My proof has a hole there, wonder if anyone can help me fill it in?
$$f^*(w \wedge \theta) = (f^*w) \wedge (f^* \theta)$$
By definition,
$$f^*w(x) = (df_x)^*w[f(x)].$$
So I understand $w[f(x)]$ as the $p$-tensor eats a $p$-vector $f(x)$.
The main problem is, that I don't think the function $f$ whose range is a $p$-dimensional vector space can distribute into $w$ and $\theta$ respectively, as what I hope to reach after the question marks.

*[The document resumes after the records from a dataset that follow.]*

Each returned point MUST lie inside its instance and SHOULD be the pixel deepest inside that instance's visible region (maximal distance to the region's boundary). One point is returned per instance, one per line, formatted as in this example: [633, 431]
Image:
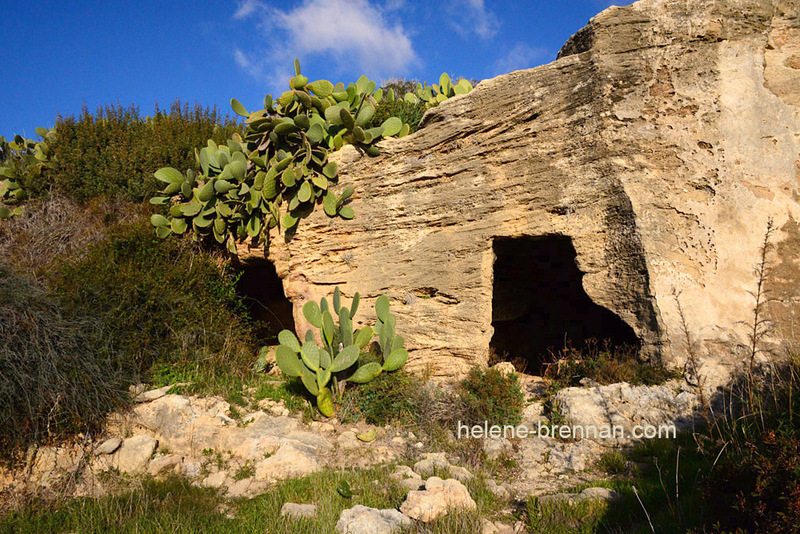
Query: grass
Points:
[173, 505]
[605, 365]
[235, 386]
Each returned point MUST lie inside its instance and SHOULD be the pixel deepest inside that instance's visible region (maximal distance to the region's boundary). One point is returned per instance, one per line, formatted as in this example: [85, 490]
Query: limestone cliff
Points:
[658, 145]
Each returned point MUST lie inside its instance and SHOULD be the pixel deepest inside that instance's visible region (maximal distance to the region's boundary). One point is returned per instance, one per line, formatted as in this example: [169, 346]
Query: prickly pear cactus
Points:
[18, 159]
[433, 95]
[323, 370]
[278, 171]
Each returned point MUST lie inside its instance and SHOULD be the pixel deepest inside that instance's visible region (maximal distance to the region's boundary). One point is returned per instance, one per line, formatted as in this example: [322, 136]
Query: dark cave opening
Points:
[539, 306]
[262, 291]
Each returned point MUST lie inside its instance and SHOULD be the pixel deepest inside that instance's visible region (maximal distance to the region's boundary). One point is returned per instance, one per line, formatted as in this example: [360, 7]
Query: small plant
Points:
[605, 365]
[386, 399]
[20, 161]
[245, 470]
[318, 367]
[278, 170]
[493, 396]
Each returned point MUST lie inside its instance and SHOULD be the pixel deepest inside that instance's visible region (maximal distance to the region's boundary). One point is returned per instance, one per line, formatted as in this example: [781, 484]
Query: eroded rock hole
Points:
[539, 306]
[262, 291]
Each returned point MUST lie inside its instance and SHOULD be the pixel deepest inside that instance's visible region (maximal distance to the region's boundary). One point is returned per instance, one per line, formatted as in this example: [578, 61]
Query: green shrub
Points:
[493, 396]
[115, 151]
[756, 484]
[607, 365]
[386, 399]
[57, 372]
[159, 301]
[409, 113]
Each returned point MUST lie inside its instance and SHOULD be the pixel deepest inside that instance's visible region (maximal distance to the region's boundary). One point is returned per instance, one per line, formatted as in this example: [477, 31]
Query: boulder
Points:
[363, 520]
[438, 497]
[135, 453]
[654, 150]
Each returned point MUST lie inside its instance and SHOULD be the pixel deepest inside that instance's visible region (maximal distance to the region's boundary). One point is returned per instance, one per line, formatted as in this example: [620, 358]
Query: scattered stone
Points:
[363, 520]
[430, 463]
[497, 490]
[505, 367]
[348, 440]
[162, 465]
[191, 469]
[495, 448]
[292, 459]
[403, 471]
[215, 480]
[135, 453]
[603, 494]
[436, 499]
[322, 426]
[109, 446]
[461, 474]
[496, 528]
[625, 406]
[297, 511]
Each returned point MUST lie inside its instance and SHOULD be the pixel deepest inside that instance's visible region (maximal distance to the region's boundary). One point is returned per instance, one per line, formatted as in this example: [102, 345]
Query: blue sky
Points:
[57, 56]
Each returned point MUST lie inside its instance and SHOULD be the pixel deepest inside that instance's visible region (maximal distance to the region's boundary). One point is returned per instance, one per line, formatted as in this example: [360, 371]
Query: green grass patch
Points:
[175, 506]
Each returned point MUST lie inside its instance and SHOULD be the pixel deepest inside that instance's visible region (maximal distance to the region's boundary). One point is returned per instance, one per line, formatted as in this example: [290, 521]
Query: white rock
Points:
[348, 440]
[603, 494]
[109, 446]
[505, 367]
[438, 497]
[497, 490]
[430, 463]
[135, 453]
[292, 459]
[164, 464]
[363, 520]
[461, 474]
[215, 480]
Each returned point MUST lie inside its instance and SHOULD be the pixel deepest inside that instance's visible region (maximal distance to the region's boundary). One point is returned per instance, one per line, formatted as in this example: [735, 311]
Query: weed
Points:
[493, 396]
[244, 471]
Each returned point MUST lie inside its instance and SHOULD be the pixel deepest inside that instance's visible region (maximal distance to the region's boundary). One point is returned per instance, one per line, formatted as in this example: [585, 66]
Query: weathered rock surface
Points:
[438, 497]
[659, 143]
[363, 520]
[631, 409]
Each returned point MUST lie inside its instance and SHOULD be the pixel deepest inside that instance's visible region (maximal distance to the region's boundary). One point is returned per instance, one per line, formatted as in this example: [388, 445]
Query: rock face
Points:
[624, 409]
[648, 158]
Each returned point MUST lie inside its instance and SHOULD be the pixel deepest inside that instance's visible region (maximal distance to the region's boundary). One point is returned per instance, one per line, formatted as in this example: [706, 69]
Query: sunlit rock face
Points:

In order to make $w \otimes \theta$ makes sense on the left hand side, we want $w$ to eat an $m$-vector and $\theta$ to eat an $n$-vector, where $m+n=p$. Hence, how can each $w$ and $\theta$ eats a $p$-vector $f$?
\begin{eqnarray} f^*(w \wedge \theta) & = &(df_x)^* (w \wedge \theta) (f)\\ & = &(df_x)^* \operatorname{Alt}(w \otimes \theta) (f)\\ & = &(df_x)^* \frac{1}{p!}\sum_{\pi \in S_p}(-1)^\pi(w \otimes \theta)^\pi (f)\\ & = & ???\\ & = &\frac{1}{p!}\sum_{\pi \in S_p}(-1)^\pi((df_x)^*w(f) \otimes (df_x)^*\theta(f))^\pi\\ & = & \operatorname{Alt}[(df_x)^*w(f) \otimes (df_x)^*\theta(f)]\\ & = &(df_x)^*w(f) \wedge (df_x)^*\theta(f)\\ & = &(f^*w) \wedge (f^* \theta). \end{eqnarray}
Suppose $\omega$ and $\phi$ are one-forms on $N$ and $f: M \rightarrow N$ is a function. The form $\omega \wedge \phi$ is a two-form on $N$ and the pull-back under $f$ would be denoted $f^*(\omega \wedge \phi)$ it is a two-form on $M$. In particular, the definition can be made precise in terms of two vectors at $p \in M$. \begin{align} f^*(\omega \wedge \phi)(v,w) &= (\omega \wedge \phi) (d_pf(v),d_p(w)) \\ &= (\omega \otimes \phi- \phi \otimes \omega) (d_pf(v),d_p(w)) \\ &= (\omega \otimes \phi)(d_pf(v),d_p(w))- (\phi \otimes \omega) (d_pf(v),d_p(w)) \\ &= \omega (d_pf(v) \phi(d_p(w))- \phi (d_pf(v))\omega (d_p(w)) \\ &= (f^*\omega)(v) (f^*\phi)(w)- (f^*\phi)(v)(f^*\omega)(w) \\ &= (f^*\omega \otimes f^*\phi)(v,w)- (f^*\phi \otimes f^*\omega)(v,w) \\ &= (f^*\omega \otimes f^*\phi - f^*\phi \otimes f^*\omega)(v,w) \\ &= (f^*\omega \wedge f^*\phi)(v,w) \end{align} This holds for all $v,w \in T_pM$ hence the identity $f^*(\omega \wedge \phi) = f^*\omega \wedge f^*\phi$ holds. This argument can be generalized for $\omega$ a $k$-form and $\phi$ a $r$-form, you just have to sort through the antisymmetrization. Looks like you may already have those tools ready to use, so I hope this case suffices to get you started.